My eyes collided with his, and I searched them, finding small traces of my Bradley, the one I often missed and loved. His knuckles trailed up my neck until his palm cupped my jaw. He started to tilt his face closer to mine.
A sudden shattering of glass made both of us jump and gasp. Bradley whipped around while I looked over his shoulder to find what had happened.
“Shit,” Bradley hissed as he jumped up.
I stood, too, and that was when I saw the vase of roses shattered on the ground. Glass shards were everywhere, and the roses were scattered about the floor with water gathering beneath it all.
Bradley held a hand out to keep me away. “Stay back. I don’t want you getting cut on this glass.”
“What happened?” I asked in shock.
“I’m not sure,” he murmured as he bent down to clean up the mess.
He moved about the house to get a towel for the water and the broom and dustpan for the glass, but I barely noticed.

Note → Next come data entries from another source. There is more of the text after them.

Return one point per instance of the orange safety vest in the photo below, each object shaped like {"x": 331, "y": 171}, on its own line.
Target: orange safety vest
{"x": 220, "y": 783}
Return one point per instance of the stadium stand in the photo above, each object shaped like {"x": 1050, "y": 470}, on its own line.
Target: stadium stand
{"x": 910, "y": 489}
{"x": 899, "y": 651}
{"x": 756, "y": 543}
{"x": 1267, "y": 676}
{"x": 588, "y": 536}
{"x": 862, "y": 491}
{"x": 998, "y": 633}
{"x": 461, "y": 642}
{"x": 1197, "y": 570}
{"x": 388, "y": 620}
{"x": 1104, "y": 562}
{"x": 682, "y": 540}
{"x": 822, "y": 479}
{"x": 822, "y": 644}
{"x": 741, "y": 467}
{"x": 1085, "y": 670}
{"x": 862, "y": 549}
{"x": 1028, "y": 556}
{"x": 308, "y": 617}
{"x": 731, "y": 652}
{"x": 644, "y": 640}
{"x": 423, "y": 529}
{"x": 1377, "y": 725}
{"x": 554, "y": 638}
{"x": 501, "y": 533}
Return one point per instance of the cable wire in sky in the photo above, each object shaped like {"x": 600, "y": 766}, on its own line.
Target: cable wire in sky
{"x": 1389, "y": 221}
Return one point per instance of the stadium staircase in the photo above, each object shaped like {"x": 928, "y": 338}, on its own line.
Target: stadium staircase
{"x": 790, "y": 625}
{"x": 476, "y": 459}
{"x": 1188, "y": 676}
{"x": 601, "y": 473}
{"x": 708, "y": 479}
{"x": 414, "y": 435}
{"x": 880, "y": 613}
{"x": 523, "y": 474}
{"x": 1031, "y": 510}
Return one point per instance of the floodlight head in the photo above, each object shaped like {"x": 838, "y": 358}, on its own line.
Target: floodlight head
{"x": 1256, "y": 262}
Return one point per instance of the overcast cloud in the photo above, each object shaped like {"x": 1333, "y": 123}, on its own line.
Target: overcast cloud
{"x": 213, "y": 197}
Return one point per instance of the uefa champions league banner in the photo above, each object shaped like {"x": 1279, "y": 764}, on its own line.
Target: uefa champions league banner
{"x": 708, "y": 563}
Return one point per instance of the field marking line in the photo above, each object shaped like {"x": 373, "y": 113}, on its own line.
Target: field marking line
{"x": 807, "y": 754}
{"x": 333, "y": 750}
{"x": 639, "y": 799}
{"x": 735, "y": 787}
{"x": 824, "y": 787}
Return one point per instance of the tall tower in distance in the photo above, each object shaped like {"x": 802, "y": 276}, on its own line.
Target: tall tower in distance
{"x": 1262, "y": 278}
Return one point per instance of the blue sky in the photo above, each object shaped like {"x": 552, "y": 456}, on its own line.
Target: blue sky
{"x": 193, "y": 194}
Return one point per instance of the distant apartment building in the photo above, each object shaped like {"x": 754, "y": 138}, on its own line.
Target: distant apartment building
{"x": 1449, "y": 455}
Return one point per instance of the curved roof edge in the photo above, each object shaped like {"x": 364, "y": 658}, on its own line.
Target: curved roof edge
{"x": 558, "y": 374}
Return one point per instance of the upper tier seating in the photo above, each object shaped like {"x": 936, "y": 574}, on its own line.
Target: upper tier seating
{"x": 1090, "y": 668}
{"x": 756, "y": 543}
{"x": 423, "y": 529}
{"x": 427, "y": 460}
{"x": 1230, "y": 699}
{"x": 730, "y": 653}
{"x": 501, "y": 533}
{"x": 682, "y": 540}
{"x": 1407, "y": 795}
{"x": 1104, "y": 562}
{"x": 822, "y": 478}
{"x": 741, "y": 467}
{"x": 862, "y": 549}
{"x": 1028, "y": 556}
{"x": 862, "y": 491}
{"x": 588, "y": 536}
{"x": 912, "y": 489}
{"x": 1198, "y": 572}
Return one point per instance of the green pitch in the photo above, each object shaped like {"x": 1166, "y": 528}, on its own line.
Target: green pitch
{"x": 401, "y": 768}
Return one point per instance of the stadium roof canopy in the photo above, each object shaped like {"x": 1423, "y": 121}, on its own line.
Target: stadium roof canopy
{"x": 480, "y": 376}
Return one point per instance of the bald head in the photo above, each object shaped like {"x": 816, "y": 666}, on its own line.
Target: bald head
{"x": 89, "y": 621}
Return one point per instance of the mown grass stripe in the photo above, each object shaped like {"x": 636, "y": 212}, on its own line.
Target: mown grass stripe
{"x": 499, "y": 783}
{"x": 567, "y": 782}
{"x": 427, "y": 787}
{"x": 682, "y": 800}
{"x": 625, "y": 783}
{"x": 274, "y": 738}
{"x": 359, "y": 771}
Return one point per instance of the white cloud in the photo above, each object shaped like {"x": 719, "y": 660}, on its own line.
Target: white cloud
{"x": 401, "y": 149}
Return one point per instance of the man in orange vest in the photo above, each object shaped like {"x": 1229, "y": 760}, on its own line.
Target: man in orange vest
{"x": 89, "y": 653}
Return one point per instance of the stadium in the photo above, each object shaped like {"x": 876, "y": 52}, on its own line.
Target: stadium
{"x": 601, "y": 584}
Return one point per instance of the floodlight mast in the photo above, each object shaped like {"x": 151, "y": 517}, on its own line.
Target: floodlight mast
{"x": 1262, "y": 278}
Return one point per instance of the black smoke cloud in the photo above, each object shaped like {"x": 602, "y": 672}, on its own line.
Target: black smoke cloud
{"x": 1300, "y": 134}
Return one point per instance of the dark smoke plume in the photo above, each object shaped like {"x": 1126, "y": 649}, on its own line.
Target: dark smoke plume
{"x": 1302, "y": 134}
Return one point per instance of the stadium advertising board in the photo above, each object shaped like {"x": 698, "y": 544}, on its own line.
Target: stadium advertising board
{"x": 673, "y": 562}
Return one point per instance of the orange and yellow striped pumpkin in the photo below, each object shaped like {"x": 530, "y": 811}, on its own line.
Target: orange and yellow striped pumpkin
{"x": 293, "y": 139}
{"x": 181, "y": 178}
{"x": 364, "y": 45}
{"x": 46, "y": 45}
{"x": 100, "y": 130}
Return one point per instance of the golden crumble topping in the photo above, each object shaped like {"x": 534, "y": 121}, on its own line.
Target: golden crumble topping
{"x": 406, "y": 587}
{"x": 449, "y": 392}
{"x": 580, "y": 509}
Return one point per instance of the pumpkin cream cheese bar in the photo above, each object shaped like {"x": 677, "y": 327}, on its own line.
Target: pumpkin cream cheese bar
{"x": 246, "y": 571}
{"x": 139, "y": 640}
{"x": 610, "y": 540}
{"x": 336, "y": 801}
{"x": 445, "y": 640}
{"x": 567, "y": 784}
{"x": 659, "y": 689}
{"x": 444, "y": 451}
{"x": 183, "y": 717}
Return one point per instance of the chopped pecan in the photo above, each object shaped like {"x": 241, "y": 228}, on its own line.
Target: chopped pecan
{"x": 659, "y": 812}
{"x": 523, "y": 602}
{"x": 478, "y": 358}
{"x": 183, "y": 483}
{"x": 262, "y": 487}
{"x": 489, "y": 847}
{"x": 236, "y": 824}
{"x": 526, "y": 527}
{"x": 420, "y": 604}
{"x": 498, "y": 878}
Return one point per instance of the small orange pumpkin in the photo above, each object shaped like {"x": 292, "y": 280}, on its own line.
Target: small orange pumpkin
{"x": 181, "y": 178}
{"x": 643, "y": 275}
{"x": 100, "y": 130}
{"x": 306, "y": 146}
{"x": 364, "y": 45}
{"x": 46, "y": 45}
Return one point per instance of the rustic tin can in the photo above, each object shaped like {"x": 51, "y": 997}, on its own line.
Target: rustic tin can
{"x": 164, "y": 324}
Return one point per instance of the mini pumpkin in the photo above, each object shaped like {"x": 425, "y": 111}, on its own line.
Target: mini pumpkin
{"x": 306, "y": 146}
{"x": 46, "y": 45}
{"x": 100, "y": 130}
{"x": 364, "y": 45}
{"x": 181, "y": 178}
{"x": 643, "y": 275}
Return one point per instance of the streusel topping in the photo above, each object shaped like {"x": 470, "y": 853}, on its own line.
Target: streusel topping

I looked between the counter where I’d set the flowers and the floor where they now laid in ruin.
I was sure I’d put them safely in the middle of the kitchen counter, and there was nothing around that area that could suddenly knock the vase over.
But clearly, something had.
I glanced at the front door and recalled the moment where it had locked behind Bradley. I wasn’t sure if the two abnormal occurrences were related, but the questions about their causes spiraled through my head, all the same. Still, I knew there had to be a logical explanation for both incidents.
Maybe my door is broken, and I accidentally sat the flowers on the edge by mistake, I told myself as Bradley finished cleaning.
He frowned at the sight of the broken and crushed roses.
“I’m sorry about the flowers,” I apologized.
Even if I was confused about the two of us and where we went from here, he’d been sweet enough to get those with me in mind, and now they were destroyed.
He looked at me and offered a reassuring smile. “It’s okay. It’s just flowers. I’ll get you more.”